Figure 7. Expression Patterns of other floral organ identity genes in wild-type and RNAi Lines.

Se, sepal; Pe, petal; St, stamen; Ca, carpel. (A,B) respectively represents expression analysis of TAP3, TPI, TM6 (B-class genes) in wild-type and transgenic lines. (D–G) respectively represents expression analysis of MC (A-class gene), TAG1(C-class gene), TM5 and TAGL2 (E-class genes) in wild-type and transgenic lines. Each value represents the mean ± SE of three replicates. Asterisks indicate a significant difference (P < 0.05) between WT and transgenic lines.

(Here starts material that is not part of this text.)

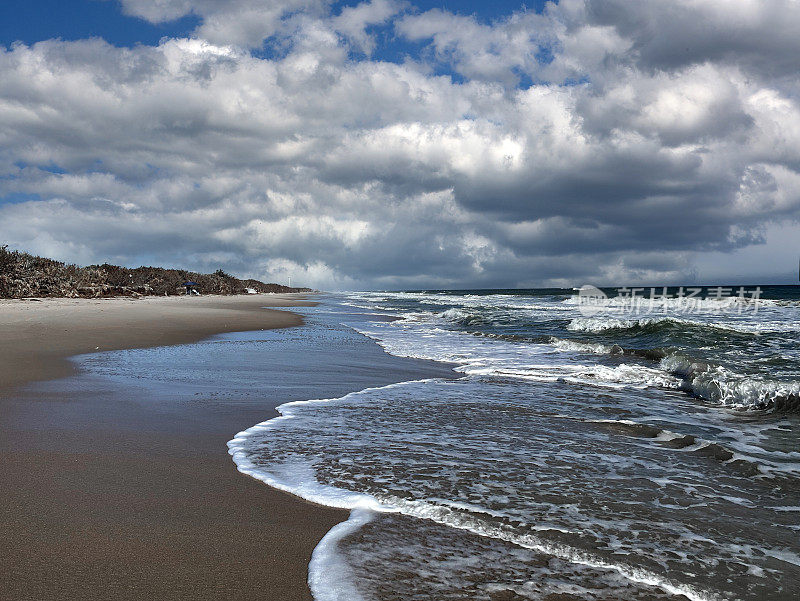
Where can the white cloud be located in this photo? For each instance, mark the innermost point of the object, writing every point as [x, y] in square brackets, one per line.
[624, 158]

Figure 8. Fruit phenotype, pollen germination and cross between WT and SlGLO1-RNAi lines.

(A) The SlGLO1-silenced lines are male sterile. (B) Pollen germination of WT and SlGLO1-RNAi lines. Pollen grains are germinated following 5 h culture at 25 °C in vitro containing liquid culture medium with 120 g/L sucrose, 120 mg/L boric acid, 4 mg/L gibberellin and 0.5 mg/L thiamine. Bars = 20 μm. (C) Fruit of the transgenic line produces normally seeds through manual crossing assay.

Figure 9. Expression analysis of tomato pollen-specific genes in the pollen of wild-type and transgenic plants.

(A–E) respectively represents expression of pollen-specific genes SlCRK1, SlPMEI, LePRK3, SlPRALF and LAT52 in pollen of wild-type and transgenic lines. Each value represents the mean ± SE of three replicates. Asterisks indicate a significant difference (P < 0.05) between WT and transgenic lines.